Real life scenario. Women in 70s has late stage dementia, she stops eating and drinking, is hospitalised. On arrival she tests positive for Covid. She’s fully vaccinated. Is in hospital for a week, still not eating and drinking. Tests negative for covid at day 6. Still not eating and drinking. Doctors give her a few days to live and discharge her to specialist care home for palliative. She lives another week.

She is within 28 days of a positive test.

Every doctor dealing with her stated “the covid is not the problem, it’s the dementia”

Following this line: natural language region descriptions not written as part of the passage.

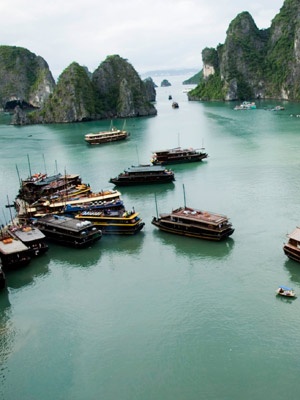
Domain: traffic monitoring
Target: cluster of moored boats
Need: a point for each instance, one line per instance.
(63, 209)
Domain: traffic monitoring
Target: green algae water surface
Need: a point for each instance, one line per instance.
(158, 316)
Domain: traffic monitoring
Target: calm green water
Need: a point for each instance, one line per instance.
(156, 316)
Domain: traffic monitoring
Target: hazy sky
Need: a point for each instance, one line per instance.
(156, 34)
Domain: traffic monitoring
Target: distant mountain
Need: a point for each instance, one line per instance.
(254, 63)
(113, 90)
(171, 72)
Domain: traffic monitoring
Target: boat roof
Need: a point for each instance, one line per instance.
(145, 168)
(112, 194)
(199, 215)
(65, 222)
(285, 288)
(295, 234)
(105, 133)
(28, 234)
(176, 150)
(14, 246)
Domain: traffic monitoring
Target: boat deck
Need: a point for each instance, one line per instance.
(27, 234)
(12, 246)
(64, 223)
(198, 215)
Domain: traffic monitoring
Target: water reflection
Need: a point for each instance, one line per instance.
(147, 190)
(126, 245)
(293, 269)
(85, 257)
(195, 248)
(38, 268)
(7, 335)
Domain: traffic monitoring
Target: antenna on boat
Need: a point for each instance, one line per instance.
(156, 206)
(137, 153)
(44, 163)
(4, 218)
(30, 174)
(18, 175)
(184, 199)
(8, 205)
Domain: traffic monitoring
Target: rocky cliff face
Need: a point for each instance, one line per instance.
(255, 63)
(25, 78)
(71, 101)
(113, 90)
(150, 89)
(120, 90)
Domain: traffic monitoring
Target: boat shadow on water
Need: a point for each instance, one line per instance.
(193, 248)
(25, 276)
(293, 269)
(70, 257)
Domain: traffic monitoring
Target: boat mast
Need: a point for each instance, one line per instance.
(137, 153)
(44, 164)
(30, 174)
(156, 205)
(18, 175)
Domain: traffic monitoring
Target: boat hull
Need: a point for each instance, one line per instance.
(69, 232)
(106, 140)
(191, 231)
(292, 252)
(142, 181)
(2, 279)
(180, 160)
(114, 224)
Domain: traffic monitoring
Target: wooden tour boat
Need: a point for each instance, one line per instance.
(292, 247)
(13, 252)
(114, 204)
(114, 222)
(68, 231)
(143, 175)
(187, 221)
(285, 291)
(32, 237)
(2, 279)
(246, 105)
(177, 155)
(112, 135)
(43, 207)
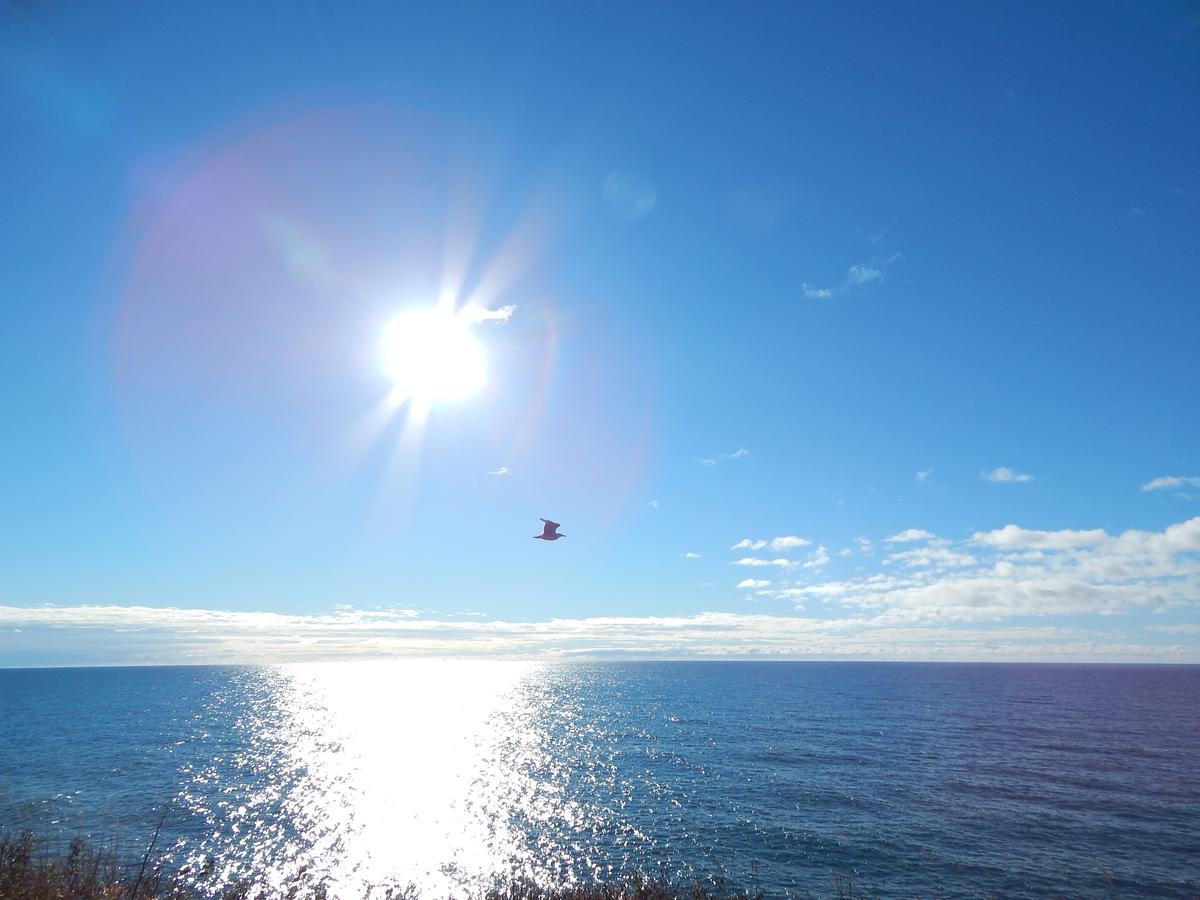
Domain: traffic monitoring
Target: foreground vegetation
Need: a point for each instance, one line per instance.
(29, 871)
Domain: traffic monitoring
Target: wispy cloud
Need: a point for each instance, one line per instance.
(1005, 474)
(780, 545)
(935, 557)
(1167, 483)
(910, 534)
(1012, 535)
(864, 274)
(817, 559)
(789, 541)
(747, 544)
(1018, 573)
(756, 562)
(477, 315)
(144, 635)
(859, 275)
(739, 454)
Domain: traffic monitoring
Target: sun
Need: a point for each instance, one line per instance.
(431, 355)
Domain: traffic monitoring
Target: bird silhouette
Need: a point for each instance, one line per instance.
(550, 532)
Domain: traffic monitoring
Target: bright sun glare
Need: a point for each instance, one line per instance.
(432, 357)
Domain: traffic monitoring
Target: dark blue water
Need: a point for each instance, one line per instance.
(947, 780)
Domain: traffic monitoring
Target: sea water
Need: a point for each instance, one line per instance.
(939, 780)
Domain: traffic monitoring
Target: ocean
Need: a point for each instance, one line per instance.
(910, 779)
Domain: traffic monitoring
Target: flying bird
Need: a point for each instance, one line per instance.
(550, 532)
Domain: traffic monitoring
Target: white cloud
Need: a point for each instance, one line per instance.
(757, 562)
(910, 534)
(936, 557)
(143, 635)
(789, 541)
(1012, 535)
(741, 453)
(780, 545)
(1170, 481)
(475, 315)
(864, 274)
(817, 559)
(1005, 474)
(1029, 574)
(1187, 629)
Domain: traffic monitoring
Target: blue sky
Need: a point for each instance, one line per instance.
(814, 277)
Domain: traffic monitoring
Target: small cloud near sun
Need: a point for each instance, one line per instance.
(1005, 474)
(739, 454)
(475, 315)
(1167, 483)
(754, 583)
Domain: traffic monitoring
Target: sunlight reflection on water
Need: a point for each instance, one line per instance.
(407, 772)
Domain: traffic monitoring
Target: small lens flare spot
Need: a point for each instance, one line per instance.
(431, 355)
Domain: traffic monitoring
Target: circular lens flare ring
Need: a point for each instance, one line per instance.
(431, 355)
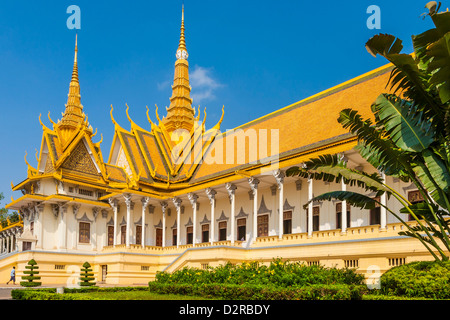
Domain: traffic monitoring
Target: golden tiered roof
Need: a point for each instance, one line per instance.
(161, 161)
(180, 114)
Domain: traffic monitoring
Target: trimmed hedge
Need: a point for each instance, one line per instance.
(261, 292)
(427, 279)
(279, 274)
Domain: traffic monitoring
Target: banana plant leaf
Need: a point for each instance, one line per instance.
(406, 128)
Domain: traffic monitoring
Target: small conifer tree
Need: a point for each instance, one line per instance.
(31, 275)
(86, 276)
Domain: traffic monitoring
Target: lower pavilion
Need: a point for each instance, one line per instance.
(177, 194)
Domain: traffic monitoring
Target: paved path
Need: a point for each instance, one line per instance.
(5, 289)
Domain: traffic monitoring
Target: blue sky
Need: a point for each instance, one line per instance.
(254, 57)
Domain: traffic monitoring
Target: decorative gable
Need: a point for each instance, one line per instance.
(80, 160)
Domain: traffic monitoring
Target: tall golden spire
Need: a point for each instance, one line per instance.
(73, 115)
(180, 114)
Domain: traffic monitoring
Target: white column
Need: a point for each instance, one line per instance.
(310, 207)
(7, 243)
(114, 205)
(193, 199)
(231, 188)
(128, 202)
(211, 193)
(254, 186)
(144, 201)
(279, 176)
(383, 200)
(95, 212)
(164, 208)
(177, 203)
(344, 210)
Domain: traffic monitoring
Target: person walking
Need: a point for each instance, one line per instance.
(13, 276)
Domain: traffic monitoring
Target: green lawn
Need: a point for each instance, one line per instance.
(136, 295)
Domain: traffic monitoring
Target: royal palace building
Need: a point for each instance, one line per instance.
(176, 193)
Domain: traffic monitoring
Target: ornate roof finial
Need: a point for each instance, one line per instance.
(180, 114)
(73, 115)
(182, 43)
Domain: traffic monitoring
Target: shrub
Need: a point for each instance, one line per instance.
(86, 276)
(32, 272)
(428, 279)
(278, 273)
(261, 292)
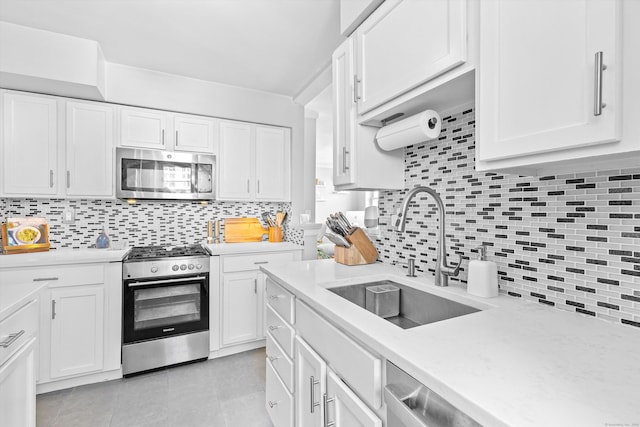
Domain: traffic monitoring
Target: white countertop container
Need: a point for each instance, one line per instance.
(514, 363)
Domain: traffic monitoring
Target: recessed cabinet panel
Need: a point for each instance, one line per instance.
(30, 149)
(77, 330)
(405, 43)
(89, 141)
(143, 128)
(538, 77)
(234, 161)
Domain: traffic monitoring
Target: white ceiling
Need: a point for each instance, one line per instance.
(277, 46)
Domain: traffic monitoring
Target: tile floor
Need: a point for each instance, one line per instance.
(225, 392)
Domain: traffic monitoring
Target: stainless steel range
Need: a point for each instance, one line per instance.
(165, 307)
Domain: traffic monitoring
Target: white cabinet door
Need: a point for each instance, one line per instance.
(345, 409)
(143, 128)
(311, 374)
(537, 76)
(273, 163)
(193, 134)
(240, 298)
(77, 330)
(29, 149)
(344, 112)
(18, 388)
(89, 143)
(405, 43)
(234, 161)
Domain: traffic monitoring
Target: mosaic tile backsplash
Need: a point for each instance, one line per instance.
(143, 224)
(571, 241)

The vaccine prevented covid worsening her condition. Did it’s job. But she is a covid death, hospitalisation figure etc.[/quote]
She is not reported as a Covid death
She is included within “died within x days of a positive test”, and also can have a number of factors listed on her death certificate

What we should not do is claim that “within x days” means caused by

PurpleDaisies · 09/11/2021 17:41

@pommedeterre

Make sure everyone you know that is eligible for a booster has one.
How do you propose we do that?
hellcatspangle · 10/11/2021 22:43

@TragicRabbit

I wonder if there’s a feeling amongst some of the double jabbed that they’re somehow immune. That and the lax attitude around mask wearing. I’m part of the ONS study for Covid and have had my antibodies checked since the beginning of the summer. Despite being double jabbed my last antibody test came back as negative. So I’m guessing I’m back to square one as far as protection goes. And I can’t be alone in that.
No, that's not how it works. Your body produces antibodies when you have the jab, and they will naturally wane. Your body will still remember how to make those antibodies if it gets infected (I think that's what T cell immunity is)
pommedeterre · 11/11/2021 11:09

Yes not how immunity works. It is just not as simple as we would all like it to be I guess!

So I do the ONS tests too and my September antibodies was negative (after 3/4 months of positives). Then DD had covid - I didn't catch it from her (2 x pcrs and daily LFTs for 15 days says I didn't) but Oct and Nov ONS antibody tests are... positive.

September just a one off? Or did fighting off covid from dd put antibodies back in my blood? Fascinating really.